Fine Gael and Labour are to keep up the pressure on the Government by proposing a Dáil motion condemning its performance before the Dáil rises for the summer on Thursday. The two-day private members' motion, which also calls for an early election, is to be debated tomorrow and Wednesday. Mark Hennessy, Political Correspondent, reports.
It lists 13 alleged Government failures in areas such as crime, health, education and taxpayers' value for money.
It comes as two senior ministers accept that the Government has endured one of its most difficult chapters following the statutory rape crisis and internal Fianna Fáil and Progressive Democrat divisions.
Acknowledging the difficulties the Government was "undoubtedly having", Minister for Defence Willie O'Dea said it had endured "a troubled time" over the last two months.
Questioned about a new opinion poll, Minister of State for Children Brian Lenihan, whose political profile was sharply raised by the statutory rape crisis, said: "Yes, it's not that encouraging.
"But, again, you know, it's been a difficult month, no question about that, and we just have to pull ourselves together and get out of that," he told TV3's The Political Party.
However, Mr O'Dea, speaking after he launched a campaign to recruit more women into the Defence Forces, insisted that Fine Gael and Labour were failing to capitalise on the Government's difficulties.
"Despite the problems that the Government is undoubtedly having, the two Opposition parties who aspire to be in government don't seem to be making significant progress either."
Pointing to a fall in Labour's support, according to the Sunday Business Post/Red C poll, Mr Lenihan claimed that Labour's support was falling because of Fine Gael's "strong right-wing positions" adopted by Enda Kenny.
Key Opposition figures have expressed concern that the Government could get the opportunity to regroup over the summer following two of the worst months for the Cabinet since it returned to power in June 2002.
Describing the Government as "fractured, arrogant and tired", Fine Gael and Labour will declare that it has "lost initiative and coherence, and descended into aimless drift".
Mr Kenny last night highlighted the Supreme Court's statutory rape judgment last month when it threw out a 70-year-old law denying adults the right to claim that they did not know someone was a minor.
The Government's response, he said, had been "totally incompetent, disjointed and ill-judged".
He claimed that this proved that it was "out of touch with the concerns of ordinary families".
Labour leader Pat Rabbitte said the Government was now "battered and bruised through a combination of its own incompetence and the emergence for the first time in almost 10 years of a clear alternative government".
The latest Sunday Business Post monthly tracking poll published yesterday reported that Fianna Fáil support was down 1 percentage point to 34 percentage points, while Fine Gael held steady at 26 percentage points.

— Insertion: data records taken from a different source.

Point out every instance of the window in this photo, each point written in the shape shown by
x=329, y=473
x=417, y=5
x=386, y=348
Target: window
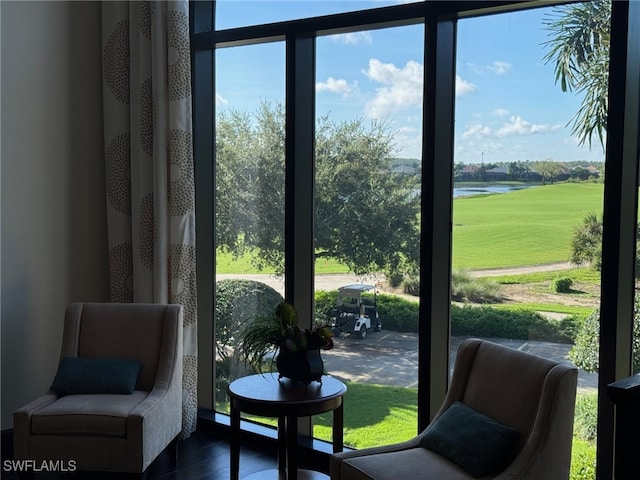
x=249, y=198
x=367, y=210
x=526, y=195
x=446, y=143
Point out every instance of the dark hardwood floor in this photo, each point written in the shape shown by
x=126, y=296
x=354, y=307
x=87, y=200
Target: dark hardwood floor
x=205, y=455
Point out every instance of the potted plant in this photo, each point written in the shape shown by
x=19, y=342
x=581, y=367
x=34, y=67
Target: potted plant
x=296, y=350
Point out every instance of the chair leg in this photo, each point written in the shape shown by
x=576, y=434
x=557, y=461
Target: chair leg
x=173, y=450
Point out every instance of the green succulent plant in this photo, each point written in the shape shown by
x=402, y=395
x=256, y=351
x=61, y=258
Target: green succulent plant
x=280, y=332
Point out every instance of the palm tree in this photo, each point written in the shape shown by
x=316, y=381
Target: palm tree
x=579, y=47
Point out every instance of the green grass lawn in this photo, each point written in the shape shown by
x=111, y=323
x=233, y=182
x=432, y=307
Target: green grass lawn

According to the Sunday Business Post/Red C poll, support for Labour has dropped by 2 percentage points to 12 percentage points.
It said the support for the Progressive Democrats remained steady at 3 percentage points.
The Fine Gael/Labour motion will be defeated. However, some interest will be shown in the voting positions of Independent TDs as this will be a guide to their future attitudes if they are re-elected in next year's election.
Although it calls for an early election, the Fine Gael/Labour motion is not a motion of no confidence since such motions can only be moved once every six months, under Oireachtas rules.
Meanwhile, senior Fianna Fáil ministers will meet backbenchers four times this month.
The backbenchers have complained that they have not had enough influence on policies yet they have had to defend them in their constituencies.
The meetings will involve Ministers Brian Cowen, Mary Hanafin, Micheál Martin, Martin Cullen, Noel Dempsey, Séamus Brennan, Mary Coughlan, Éamon Ó Cuív, Dick Roche, and Minister of State for Transport Pat "the Cope" Gallagher.